Achievements and titles
- Personal bests: 1500 m – 4:04.8 (1913) 5000 m – 15:26.1 (1913) 10000 m – 33:08.4 (1908)

Medal record
Representing France
International Cross Country Championships
| Silver medal – second place | 1913 Juvisy-sur-Orge | Team |
| Bronze medal – third place | 1913 Juvisy-sur-Orge | Individual |

= Jacques Keyser =

French athlete (1885–1954)

Jacques Keyser (12 October 1885 – 21 March 1954) was a middle-distance runner. Born in Paris, he was the son of a Dutch father and Belgian mother, and could compete for both France and the Netherlands.

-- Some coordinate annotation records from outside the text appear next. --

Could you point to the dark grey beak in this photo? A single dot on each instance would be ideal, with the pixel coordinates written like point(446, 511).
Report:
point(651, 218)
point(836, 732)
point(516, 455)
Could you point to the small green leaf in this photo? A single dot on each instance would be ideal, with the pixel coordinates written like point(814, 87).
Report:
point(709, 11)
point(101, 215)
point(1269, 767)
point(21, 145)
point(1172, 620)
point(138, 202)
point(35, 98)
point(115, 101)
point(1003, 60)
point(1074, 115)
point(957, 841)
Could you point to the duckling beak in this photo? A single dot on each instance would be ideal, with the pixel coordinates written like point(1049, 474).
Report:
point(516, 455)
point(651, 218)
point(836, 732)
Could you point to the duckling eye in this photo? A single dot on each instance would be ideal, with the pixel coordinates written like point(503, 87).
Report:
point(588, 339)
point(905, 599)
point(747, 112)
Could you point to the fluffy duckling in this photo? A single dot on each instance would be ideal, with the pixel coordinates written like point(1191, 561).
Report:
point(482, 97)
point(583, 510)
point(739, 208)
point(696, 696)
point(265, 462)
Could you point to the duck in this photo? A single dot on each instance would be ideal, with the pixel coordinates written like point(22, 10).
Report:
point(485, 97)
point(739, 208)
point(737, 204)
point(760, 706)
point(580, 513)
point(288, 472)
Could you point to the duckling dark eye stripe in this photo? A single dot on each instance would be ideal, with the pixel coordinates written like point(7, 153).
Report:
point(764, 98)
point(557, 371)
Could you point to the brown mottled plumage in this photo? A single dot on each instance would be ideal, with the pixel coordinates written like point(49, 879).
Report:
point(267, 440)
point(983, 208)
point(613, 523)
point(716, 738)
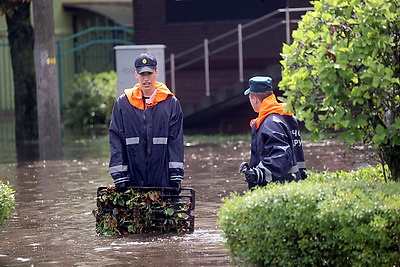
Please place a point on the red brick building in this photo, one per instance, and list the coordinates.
(184, 24)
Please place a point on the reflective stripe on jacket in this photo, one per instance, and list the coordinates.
(146, 141)
(276, 146)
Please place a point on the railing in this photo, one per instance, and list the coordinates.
(238, 42)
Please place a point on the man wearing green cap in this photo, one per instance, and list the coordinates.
(276, 146)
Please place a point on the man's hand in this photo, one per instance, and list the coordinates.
(253, 176)
(175, 182)
(121, 187)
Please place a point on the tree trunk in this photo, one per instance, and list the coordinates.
(21, 40)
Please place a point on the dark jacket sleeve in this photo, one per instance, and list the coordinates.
(118, 155)
(175, 142)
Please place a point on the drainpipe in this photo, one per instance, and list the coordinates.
(206, 67)
(240, 48)
(173, 73)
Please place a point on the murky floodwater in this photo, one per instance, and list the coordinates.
(54, 224)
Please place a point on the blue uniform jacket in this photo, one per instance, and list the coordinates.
(146, 142)
(276, 146)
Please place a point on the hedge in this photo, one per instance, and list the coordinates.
(330, 219)
(6, 202)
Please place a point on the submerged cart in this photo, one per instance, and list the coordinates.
(144, 210)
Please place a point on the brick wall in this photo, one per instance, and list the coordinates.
(259, 53)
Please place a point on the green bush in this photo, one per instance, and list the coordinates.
(93, 98)
(330, 219)
(6, 202)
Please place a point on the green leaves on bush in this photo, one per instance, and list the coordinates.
(6, 202)
(331, 221)
(342, 73)
(93, 99)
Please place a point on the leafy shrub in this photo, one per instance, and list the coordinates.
(93, 98)
(342, 219)
(6, 202)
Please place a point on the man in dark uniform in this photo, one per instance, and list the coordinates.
(146, 133)
(276, 146)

Keyser took part in the International Cross Country Championships in 1907 and 1911–1913 and won individual and team medals in 1913; his teams placed fourth in other three championships. He competed for the Netherlands at the 1908 Summer Olympics, but failed to reach the finals of the 1500 m and 5 mile races. Between 1910 and 1912 he broke the Dutch national records on the 1500 m (4.11,8), the mile (4.31,4), and the 5000 m (16.10,2), each remaining a record for over a decade.